Chermoula Snapper Fillets with Fregola Salad uses tasty crisp snapper fillets with this tangy warm fregola salad.
Serves 4
Ingredients:
4 x 200g snapper fillets, skin on
2 cups fregola, a Sardinian pasta
½ cup currants, soaked in boiling water
1 cup pomegranate seeds
lemon wedges and zest, to serve
Chermoula (a North African Sauce)
1 cup flat-leaf parsley leaves, chopped
1 cup coriander leaves, chopped
1 red onion, peeled and chopped
2 garlic cloves, chopped
2 tsp ras el haout, a Moroccan spice blend
½ tsp chilli powder
1 tsp paprika
2 lemons, juiced
2 tbsp olive oil
Method:
To make chermoula, place parsley, coriander, onion, garlic, ras el haout, chilli powder, paprika, lemon juice, and olive oil in the bowl of a food processor and pulse until marinade is a rough paste. Season with salt and freshly ground black pepper and refrigerate until needed.
Place fish fillets in a shallow dish and spoon over half the chermoula. Marinate for 1 hour.

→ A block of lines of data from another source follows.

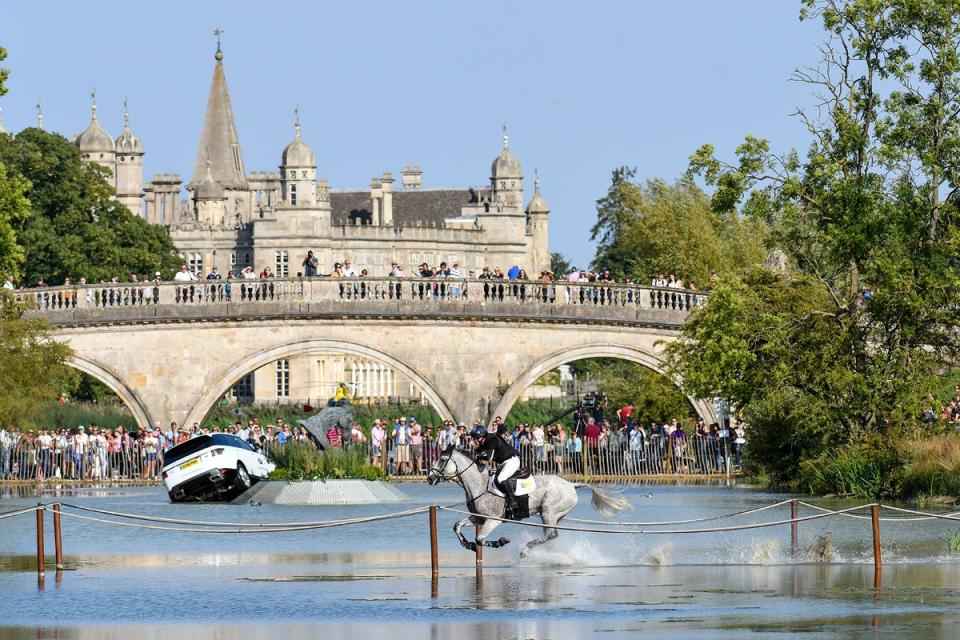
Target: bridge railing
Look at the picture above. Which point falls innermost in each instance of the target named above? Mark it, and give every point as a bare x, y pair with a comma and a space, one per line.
360, 291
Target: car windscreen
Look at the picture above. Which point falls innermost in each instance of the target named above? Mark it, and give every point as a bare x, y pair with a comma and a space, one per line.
185, 449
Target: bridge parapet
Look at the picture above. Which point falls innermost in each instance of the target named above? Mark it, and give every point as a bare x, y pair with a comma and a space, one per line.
399, 298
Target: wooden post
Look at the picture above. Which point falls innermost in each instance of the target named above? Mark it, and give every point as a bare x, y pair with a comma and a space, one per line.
57, 539
794, 513
434, 555
40, 554
877, 558
479, 557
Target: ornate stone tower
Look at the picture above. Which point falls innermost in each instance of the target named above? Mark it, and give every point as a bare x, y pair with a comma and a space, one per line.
506, 178
298, 172
537, 212
209, 201
96, 145
129, 167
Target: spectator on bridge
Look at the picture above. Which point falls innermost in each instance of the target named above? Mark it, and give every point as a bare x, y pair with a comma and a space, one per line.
184, 275
310, 264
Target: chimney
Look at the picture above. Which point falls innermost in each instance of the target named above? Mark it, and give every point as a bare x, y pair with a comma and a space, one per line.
376, 196
411, 177
386, 185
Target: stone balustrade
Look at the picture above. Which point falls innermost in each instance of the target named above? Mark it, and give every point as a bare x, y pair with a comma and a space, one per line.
360, 297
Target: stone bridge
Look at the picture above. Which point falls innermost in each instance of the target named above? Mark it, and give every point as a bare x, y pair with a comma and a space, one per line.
172, 350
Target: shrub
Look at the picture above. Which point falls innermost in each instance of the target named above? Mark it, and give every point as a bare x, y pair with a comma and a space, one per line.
303, 461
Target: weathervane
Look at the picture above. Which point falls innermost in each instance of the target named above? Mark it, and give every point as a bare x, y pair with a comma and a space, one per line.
218, 32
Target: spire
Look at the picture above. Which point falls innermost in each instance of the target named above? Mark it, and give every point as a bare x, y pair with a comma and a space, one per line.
218, 138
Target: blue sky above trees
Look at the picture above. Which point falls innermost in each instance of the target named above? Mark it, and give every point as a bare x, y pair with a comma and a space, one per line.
582, 88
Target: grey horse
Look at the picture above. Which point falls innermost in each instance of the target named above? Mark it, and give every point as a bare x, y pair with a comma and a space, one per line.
552, 499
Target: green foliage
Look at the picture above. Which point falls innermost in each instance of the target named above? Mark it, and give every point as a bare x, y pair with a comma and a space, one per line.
14, 210
53, 415
879, 467
32, 368
812, 366
4, 73
363, 414
647, 229
74, 228
559, 264
653, 396
303, 461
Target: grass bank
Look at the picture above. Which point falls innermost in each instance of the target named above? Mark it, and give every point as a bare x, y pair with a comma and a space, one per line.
879, 467
303, 461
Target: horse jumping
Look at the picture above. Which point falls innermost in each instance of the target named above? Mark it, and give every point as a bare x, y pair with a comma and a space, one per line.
552, 499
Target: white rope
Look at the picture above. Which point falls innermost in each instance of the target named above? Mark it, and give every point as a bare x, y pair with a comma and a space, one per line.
203, 523
741, 527
955, 516
672, 522
19, 512
264, 529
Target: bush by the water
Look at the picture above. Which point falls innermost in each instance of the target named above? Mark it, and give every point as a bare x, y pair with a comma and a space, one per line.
878, 467
303, 461
53, 415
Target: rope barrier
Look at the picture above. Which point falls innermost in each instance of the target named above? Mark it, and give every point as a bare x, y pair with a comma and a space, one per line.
246, 525
18, 512
673, 522
262, 529
741, 527
928, 516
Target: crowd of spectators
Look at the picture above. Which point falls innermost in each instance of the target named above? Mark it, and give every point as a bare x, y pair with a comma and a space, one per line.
401, 446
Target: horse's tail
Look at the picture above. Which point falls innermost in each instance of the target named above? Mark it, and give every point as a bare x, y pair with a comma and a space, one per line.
606, 503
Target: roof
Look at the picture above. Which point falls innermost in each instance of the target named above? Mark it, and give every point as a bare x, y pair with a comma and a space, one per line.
94, 139
430, 206
219, 142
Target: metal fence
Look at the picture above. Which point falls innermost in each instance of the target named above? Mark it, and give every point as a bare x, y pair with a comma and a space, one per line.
692, 455
25, 461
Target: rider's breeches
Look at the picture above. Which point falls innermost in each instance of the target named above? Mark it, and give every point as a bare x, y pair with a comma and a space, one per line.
508, 468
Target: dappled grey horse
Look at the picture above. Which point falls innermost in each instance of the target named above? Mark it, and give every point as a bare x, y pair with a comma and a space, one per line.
553, 498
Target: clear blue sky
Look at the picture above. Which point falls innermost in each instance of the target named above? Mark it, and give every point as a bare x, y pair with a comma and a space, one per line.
583, 87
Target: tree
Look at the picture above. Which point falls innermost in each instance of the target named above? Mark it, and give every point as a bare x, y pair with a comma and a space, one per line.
32, 366
75, 228
559, 264
652, 228
653, 395
846, 346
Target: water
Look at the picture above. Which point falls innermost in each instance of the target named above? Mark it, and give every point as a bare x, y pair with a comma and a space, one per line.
373, 580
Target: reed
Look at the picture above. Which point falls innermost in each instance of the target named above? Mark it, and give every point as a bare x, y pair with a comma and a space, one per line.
303, 461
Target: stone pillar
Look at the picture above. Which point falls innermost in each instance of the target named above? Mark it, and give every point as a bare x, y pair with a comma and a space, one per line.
387, 188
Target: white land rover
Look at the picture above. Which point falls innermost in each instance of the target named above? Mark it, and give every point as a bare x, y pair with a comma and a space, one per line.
212, 467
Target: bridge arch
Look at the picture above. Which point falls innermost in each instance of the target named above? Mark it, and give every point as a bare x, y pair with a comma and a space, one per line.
554, 360
125, 393
224, 381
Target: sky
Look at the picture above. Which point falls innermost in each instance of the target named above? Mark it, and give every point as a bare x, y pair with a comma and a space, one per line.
582, 87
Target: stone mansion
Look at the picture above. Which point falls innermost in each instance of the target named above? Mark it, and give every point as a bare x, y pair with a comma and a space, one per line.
233, 218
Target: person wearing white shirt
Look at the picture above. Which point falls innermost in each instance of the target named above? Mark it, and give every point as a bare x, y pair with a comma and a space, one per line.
184, 275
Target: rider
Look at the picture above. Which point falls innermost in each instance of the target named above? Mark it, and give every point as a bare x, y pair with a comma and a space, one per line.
490, 445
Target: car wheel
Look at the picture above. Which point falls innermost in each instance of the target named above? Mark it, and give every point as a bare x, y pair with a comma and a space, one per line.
243, 478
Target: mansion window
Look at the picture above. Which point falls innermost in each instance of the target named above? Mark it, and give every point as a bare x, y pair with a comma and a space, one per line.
283, 378
282, 262
195, 262
243, 390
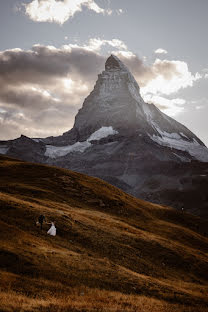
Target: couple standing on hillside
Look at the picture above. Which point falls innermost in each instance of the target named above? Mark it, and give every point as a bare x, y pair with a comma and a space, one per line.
52, 230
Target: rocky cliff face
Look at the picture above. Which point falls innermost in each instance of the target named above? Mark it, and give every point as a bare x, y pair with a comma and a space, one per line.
123, 140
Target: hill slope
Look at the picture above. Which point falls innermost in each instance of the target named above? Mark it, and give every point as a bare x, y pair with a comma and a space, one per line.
112, 252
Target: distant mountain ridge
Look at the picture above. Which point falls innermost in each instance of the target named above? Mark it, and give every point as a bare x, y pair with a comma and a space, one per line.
125, 141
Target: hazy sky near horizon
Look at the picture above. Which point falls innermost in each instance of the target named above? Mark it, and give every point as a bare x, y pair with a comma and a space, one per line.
51, 52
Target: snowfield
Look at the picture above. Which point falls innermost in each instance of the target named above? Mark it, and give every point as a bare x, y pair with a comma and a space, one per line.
173, 140
58, 151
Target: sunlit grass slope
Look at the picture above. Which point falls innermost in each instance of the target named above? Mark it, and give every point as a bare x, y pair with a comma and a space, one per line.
112, 252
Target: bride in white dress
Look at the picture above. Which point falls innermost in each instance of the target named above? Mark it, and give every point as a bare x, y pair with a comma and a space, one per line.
52, 230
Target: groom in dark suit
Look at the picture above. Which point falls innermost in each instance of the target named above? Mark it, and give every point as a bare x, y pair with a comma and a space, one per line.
40, 220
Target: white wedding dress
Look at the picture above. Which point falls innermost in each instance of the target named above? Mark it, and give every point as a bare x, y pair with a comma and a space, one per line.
52, 230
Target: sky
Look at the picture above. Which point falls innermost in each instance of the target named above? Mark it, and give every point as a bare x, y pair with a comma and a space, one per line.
51, 52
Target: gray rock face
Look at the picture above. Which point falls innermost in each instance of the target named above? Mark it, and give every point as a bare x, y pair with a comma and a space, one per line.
125, 141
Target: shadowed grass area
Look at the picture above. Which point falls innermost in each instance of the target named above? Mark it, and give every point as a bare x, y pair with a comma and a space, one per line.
112, 252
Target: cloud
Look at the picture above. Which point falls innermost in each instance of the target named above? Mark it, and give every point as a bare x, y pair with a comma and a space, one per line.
161, 51
169, 77
56, 11
42, 88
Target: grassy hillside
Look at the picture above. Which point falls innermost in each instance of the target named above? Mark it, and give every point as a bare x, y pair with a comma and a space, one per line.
112, 252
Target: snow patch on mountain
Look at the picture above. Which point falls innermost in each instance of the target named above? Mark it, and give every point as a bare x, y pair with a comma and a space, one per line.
58, 151
175, 141
103, 132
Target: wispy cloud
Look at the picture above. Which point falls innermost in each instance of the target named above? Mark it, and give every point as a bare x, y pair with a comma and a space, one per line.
42, 88
56, 11
161, 51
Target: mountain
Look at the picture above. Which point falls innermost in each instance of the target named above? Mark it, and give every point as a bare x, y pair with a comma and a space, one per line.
113, 252
128, 143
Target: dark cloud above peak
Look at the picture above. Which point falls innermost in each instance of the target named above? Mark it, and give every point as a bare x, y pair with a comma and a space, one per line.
46, 83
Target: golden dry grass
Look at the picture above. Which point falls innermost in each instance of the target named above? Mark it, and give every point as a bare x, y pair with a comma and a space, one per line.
112, 252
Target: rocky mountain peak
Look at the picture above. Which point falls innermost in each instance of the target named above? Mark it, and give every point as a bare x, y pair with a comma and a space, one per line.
113, 62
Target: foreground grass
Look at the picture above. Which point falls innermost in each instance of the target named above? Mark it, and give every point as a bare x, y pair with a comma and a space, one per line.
112, 252
85, 299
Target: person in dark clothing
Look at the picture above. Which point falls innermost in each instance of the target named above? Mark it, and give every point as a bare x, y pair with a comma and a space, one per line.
40, 220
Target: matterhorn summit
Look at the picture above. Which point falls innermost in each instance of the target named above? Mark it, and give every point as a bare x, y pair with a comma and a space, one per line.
118, 137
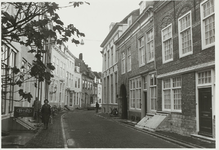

To make fregola salad, cook pasta in salted boiling water until al dente (8-10 minutes). Drain, refresh under cold running water, then drain again until almost dry. Transfer to a large bowl with currants, pomegranate seeds, and remaining chermoula and toss to combine. Refrigerate until ready to serve.
Preheat a barbecue or grill pan over high heat. Place snapper skin-side down and cook for 2 minutes, turn and cook for another minute (fish should have crisp skin and be just cooked through). Serve with fregola salad and extra lemon wedges.